Getting cleared for take-off

Bash is at pains to point out that this approach has been critical, as it allows them to meet stringent requirements from aviation regulation bodies and, once those hurdles are cleared, make the absolute most out of the open ground beyond.

“We're going through all the hoops that the FAA throws at you if you're trying to certify an unmanned airplane” says Bash, and those hoops are particularly hard to jump through.

The drone can't carry all the documentation that we've created for it

Bash pulls out an extremely thick binder and waves it at the camera. “This” he explains “is, for instance, my maintenance manual. Five hundred pages long. Everything down to the bolts, to the schematic. This is what it takes if you want to certify a system, and the FAA has gone over every line in this document.”

Such is the level of detail that Bash noted that he doesn’t think “That the drone can't carry all the documentation that we've created for it.” Indeed, Flytrex had to ask for a waiver so the drones wouldn’t have to carry the documentation aboard, which is typical for a normal commercial aircraft. “It really doesn't matter if you're Flytrex from Israel, or Amazon from Seattle, or Google from California. Getting that certification takes between three and five years, and we know that because we've been doing beyond visual line-of-sight flights in Reykjavik in Iceland for four years now, flying above the city,” explains Bash.

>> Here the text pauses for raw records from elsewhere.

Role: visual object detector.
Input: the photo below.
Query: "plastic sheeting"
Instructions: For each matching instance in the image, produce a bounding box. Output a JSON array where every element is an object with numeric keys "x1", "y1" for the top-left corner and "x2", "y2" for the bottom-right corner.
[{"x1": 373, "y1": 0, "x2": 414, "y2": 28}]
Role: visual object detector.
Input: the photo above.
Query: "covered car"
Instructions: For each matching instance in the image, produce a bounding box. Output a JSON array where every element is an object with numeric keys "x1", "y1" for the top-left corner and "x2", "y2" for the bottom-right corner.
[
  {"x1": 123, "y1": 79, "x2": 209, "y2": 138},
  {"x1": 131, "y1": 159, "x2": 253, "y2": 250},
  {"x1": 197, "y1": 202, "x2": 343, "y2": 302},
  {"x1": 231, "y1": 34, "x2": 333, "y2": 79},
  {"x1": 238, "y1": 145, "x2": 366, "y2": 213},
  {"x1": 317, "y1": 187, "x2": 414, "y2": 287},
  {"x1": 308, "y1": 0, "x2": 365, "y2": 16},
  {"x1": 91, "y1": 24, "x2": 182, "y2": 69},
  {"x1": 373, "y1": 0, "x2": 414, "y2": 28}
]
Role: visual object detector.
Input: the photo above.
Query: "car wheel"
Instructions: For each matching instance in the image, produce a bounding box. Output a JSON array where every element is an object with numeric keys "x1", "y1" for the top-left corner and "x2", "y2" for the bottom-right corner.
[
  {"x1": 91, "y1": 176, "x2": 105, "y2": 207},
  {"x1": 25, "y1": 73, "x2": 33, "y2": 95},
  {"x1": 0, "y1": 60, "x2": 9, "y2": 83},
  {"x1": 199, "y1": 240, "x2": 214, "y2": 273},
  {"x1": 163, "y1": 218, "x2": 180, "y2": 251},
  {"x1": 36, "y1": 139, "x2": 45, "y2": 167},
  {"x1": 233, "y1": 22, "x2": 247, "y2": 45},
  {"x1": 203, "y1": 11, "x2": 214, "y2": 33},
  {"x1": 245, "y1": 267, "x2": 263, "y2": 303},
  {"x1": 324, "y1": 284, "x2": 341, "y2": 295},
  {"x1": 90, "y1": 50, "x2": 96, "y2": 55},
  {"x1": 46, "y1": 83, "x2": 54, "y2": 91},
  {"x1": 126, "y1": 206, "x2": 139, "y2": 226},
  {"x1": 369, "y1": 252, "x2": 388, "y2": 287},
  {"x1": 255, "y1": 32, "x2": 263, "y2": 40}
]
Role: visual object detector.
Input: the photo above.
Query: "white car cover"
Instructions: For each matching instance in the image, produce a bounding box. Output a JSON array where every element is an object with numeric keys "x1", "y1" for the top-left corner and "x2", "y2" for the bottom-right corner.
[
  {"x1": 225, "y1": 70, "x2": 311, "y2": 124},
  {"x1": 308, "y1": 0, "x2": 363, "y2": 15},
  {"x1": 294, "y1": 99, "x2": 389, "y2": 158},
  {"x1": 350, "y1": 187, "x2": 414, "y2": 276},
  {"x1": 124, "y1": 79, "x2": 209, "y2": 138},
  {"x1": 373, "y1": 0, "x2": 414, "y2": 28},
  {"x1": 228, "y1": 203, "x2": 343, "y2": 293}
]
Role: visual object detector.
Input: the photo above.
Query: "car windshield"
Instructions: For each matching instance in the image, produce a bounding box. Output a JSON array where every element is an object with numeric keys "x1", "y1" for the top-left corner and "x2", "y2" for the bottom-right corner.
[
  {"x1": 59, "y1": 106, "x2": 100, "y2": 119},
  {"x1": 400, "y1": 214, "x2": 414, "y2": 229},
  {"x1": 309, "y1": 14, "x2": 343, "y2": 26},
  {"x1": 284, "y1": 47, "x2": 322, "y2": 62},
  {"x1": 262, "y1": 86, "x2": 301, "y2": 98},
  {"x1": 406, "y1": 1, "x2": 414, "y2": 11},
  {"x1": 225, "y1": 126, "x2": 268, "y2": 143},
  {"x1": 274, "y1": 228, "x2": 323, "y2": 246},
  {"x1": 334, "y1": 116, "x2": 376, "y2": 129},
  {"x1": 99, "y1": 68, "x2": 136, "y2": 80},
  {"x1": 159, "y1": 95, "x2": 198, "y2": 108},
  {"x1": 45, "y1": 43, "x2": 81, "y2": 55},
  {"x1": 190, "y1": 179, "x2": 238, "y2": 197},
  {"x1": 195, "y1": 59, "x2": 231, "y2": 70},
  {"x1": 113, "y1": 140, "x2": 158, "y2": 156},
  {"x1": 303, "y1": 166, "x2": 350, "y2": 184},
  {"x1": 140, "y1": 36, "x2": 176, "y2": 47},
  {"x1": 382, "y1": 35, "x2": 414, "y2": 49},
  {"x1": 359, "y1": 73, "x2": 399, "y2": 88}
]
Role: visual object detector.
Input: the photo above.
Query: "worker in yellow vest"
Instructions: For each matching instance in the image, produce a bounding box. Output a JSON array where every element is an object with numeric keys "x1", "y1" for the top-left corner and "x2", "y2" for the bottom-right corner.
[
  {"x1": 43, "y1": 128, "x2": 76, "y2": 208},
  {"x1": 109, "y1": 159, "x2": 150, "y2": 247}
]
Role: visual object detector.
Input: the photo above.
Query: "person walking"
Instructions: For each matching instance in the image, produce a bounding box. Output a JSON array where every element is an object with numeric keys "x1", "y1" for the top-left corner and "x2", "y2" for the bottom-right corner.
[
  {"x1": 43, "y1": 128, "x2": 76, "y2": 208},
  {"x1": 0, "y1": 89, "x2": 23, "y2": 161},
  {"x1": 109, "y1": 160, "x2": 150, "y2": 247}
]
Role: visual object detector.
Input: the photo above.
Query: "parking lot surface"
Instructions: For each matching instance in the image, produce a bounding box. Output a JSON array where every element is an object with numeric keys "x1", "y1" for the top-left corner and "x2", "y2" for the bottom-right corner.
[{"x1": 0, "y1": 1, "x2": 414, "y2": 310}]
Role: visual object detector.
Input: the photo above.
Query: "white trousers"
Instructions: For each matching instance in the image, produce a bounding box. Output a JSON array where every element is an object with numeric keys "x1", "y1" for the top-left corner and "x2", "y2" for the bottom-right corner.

Once we have our commercial-type certification in the United States, that certification is easily adoptable anywhere else in the world

So, why go to all this effort? Simply put, passing this high standard gives them the opportunity to operate almost anywhere.

“Once we have our commercial-type certification in the United States, that certification is easily adoptable anywhere else in the world, because all the different civil aviation authorities all over the world recognise the FAA as a leading Certification Authority.”

Deploying into the real world

Now the end is in sight when it comes to the official certification, where is Flytrex looking to make their mark on the last mile delivery sector?

“We're already working with Walmart in North Carolina, we have a few other brand names that have signed and are already negotiating contracts with us,” notes Bash, but the real aim is to go large after FAA approval.

“We should be getting our [flight] certification later this year and then we can go on a national scale. You can just start deploying your stations all over the US. The aviation regulations are federal, so it's not going to be a state-by-state regulatory approval.”

By the third or fourth time, they really don't care that it's a drone

Therefore they “Believe that by the end of the year, we will start seeing drone deliveries for real at least in several areas of North Carolina, and maybe a glimpse in a few other states as well in the US.”

In the end, the goal for this ambitious Israeli company is to be ubiquitous and Bash thinks that the consumer is going to jump on the possibility of an hour-or-less delivery via drone to the extent that it is normalised in just a few years. There is huge excitement on the first delivery, he says, but “By the third or fourth time, they really don't care that it's a drone. They just get a notification on the app telling them that the drone left the package in the backyard and they can go outside and pick it up. [The consumers] are not [using drones] because it's a novelty, they're doing that because it's a lot more affordable and basically easier for them.”